I'm still the "new kid on the block" with a little over 1.5 years experience, all on a medical-oncology unit. I'm struggling with staffing, and how it clearly has nothing to do with the acuity of the census. After basically being told to shut up and deal with it, because it's just the way things are and nothing is going to change, I'm curious about others' experiences and staffing conditions. A brief survey to open discussion:
1. What type of unit do you work on, and in what state?
2. What is your nurse patient ratio, and how does it change between day-evening-night shifts?
3. How many supporting staff (nursing aides, patient care techs, assistants, secretaries etc.) do you generally have to help?
4. Do you have a charge nurse, and what are his/her responsibilities and duties?
5. Do you feel your staffing ratios are adequate (generally speaking - I know we all have good days and bad days) for your usual census?
To start on my end...
1. Medical-oncology unit (primarily). Our hospital recently closed the surgical unit due to frequent drops in hospital census. Surgical patients now are sent to the medical unit, and medical overflow patients are sent to us, or to the overflow unit associated with our telemetry unit. We also occasionally get surgical patients.

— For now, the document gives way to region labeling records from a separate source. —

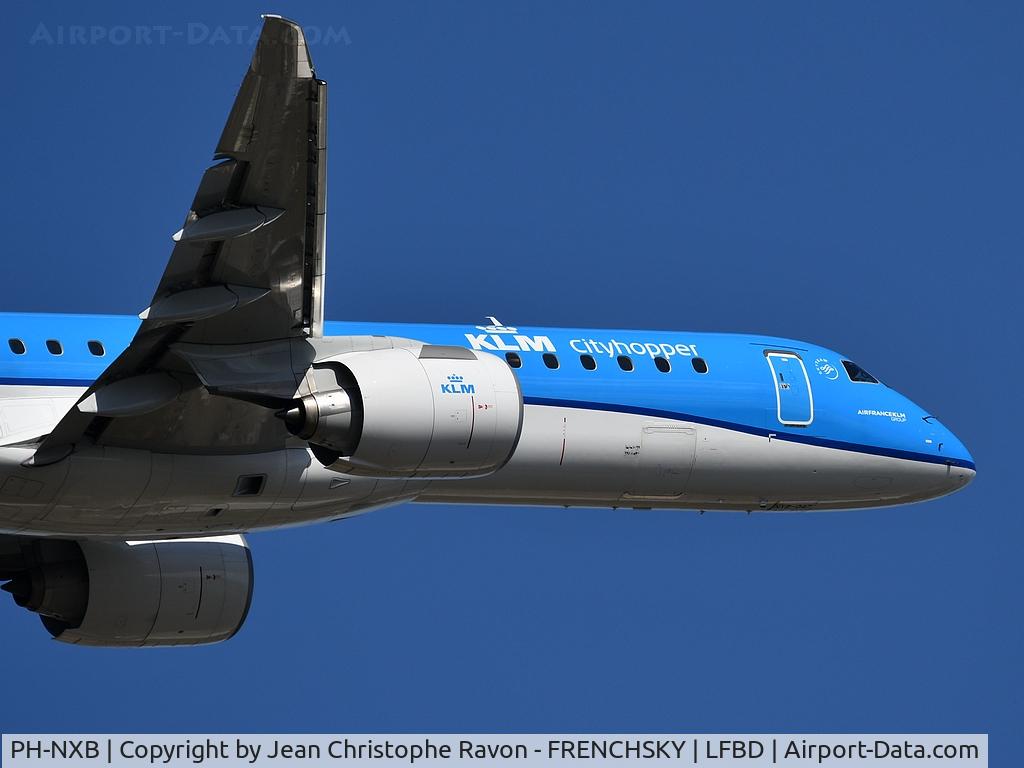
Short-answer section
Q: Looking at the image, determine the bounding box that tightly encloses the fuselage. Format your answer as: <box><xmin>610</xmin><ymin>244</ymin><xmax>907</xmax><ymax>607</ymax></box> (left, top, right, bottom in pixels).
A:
<box><xmin>0</xmin><ymin>313</ymin><xmax>975</xmax><ymax>537</ymax></box>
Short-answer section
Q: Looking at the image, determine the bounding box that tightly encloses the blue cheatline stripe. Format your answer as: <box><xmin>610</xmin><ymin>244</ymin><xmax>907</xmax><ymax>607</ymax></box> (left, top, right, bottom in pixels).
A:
<box><xmin>0</xmin><ymin>377</ymin><xmax>975</xmax><ymax>470</ymax></box>
<box><xmin>522</xmin><ymin>397</ymin><xmax>975</xmax><ymax>470</ymax></box>
<box><xmin>0</xmin><ymin>376</ymin><xmax>95</xmax><ymax>387</ymax></box>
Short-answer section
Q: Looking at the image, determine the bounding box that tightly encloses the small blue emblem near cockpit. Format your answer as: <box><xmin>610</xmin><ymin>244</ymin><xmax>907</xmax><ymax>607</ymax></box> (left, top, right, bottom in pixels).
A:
<box><xmin>814</xmin><ymin>357</ymin><xmax>839</xmax><ymax>381</ymax></box>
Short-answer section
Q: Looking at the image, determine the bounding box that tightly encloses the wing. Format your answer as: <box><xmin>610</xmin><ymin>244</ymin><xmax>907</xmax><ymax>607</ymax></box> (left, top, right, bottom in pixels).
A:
<box><xmin>34</xmin><ymin>15</ymin><xmax>327</xmax><ymax>464</ymax></box>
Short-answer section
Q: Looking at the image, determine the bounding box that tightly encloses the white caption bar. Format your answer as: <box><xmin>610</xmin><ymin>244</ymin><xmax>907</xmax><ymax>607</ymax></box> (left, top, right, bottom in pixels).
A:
<box><xmin>0</xmin><ymin>733</ymin><xmax>988</xmax><ymax>768</ymax></box>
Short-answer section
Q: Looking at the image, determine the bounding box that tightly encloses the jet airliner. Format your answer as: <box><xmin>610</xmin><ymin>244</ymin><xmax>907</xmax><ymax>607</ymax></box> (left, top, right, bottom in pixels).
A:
<box><xmin>0</xmin><ymin>16</ymin><xmax>975</xmax><ymax>646</ymax></box>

2. Day shift 5:1, evening shift 6:1, night shift 7 or 8:1. That being said, I've occasionally had 6 patients on D shift, or 7 on E shift.
3. 95% of the time we only have 1 aide for the entire unit (up to 23 beds). Every once in a while (rare enough to be a pleasant surprise), we will have 2 aides. We always have a secretary on D shift, but maybe 50% of the time on E shift. Night shift will have 1 secretary that travels between the units.

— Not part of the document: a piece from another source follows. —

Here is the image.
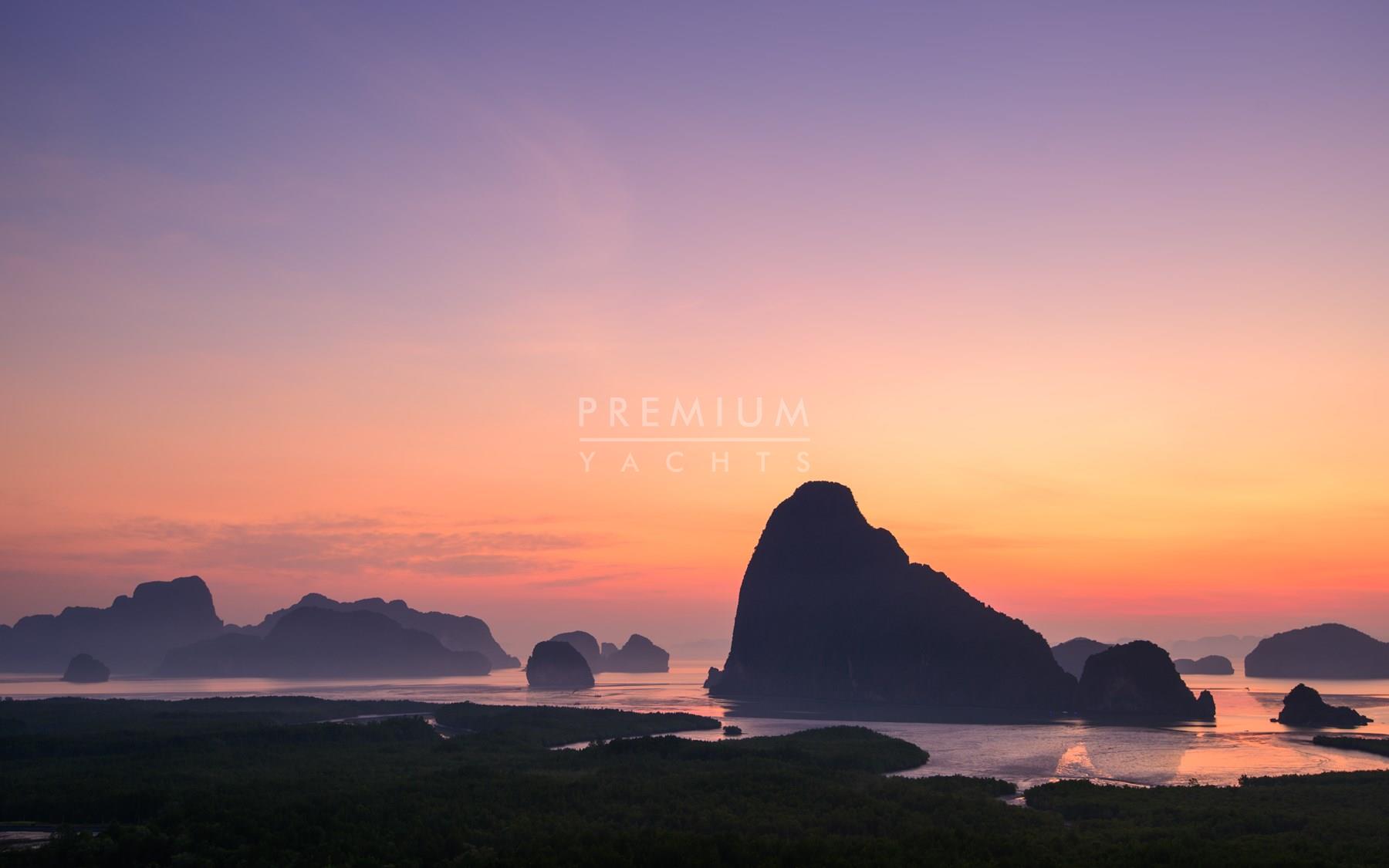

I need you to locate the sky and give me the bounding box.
[0,0,1389,656]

4. We do have a charge nurse. While they are reevaluating what the role requires, currently the charge nurse keeps tabs on every patient, including most of the major and important details of each patient, and overall plan. Most of them will make phone calls to the doctors if needed. It's sort of a hybrid administrative-floor nurse role. That being said, the night shift charge nurse also takes on a full patient assignment in addition to their charge duties.
5. Most of the time, ratios are not adequate for our normal patient population. We frequently have many total patients, physically demanding patients, and MR patients from the local community home. It's not totally uncommon to finish first rounds 2 or even 3 hours into the shift, between bathroom trips, total bed changes, medication administration, etc. Occasionally we have days where there will be no aide at all. Are there good days where staffing is adequate? Absolutely. But most of the time general consensus is that staffing is inadequate.
We also don't have a pharmacist on-campus 24-hours a day, so I'm curious how common or uncommon that is? Pharmacy is available from 7a-11p Monday through Friday, and I believe 7a-7p on weekends. So if we need a medication "off hours," the order must be verified by a central pharmacist 2 hours away, then *most* medications can be obtained from our house-manager.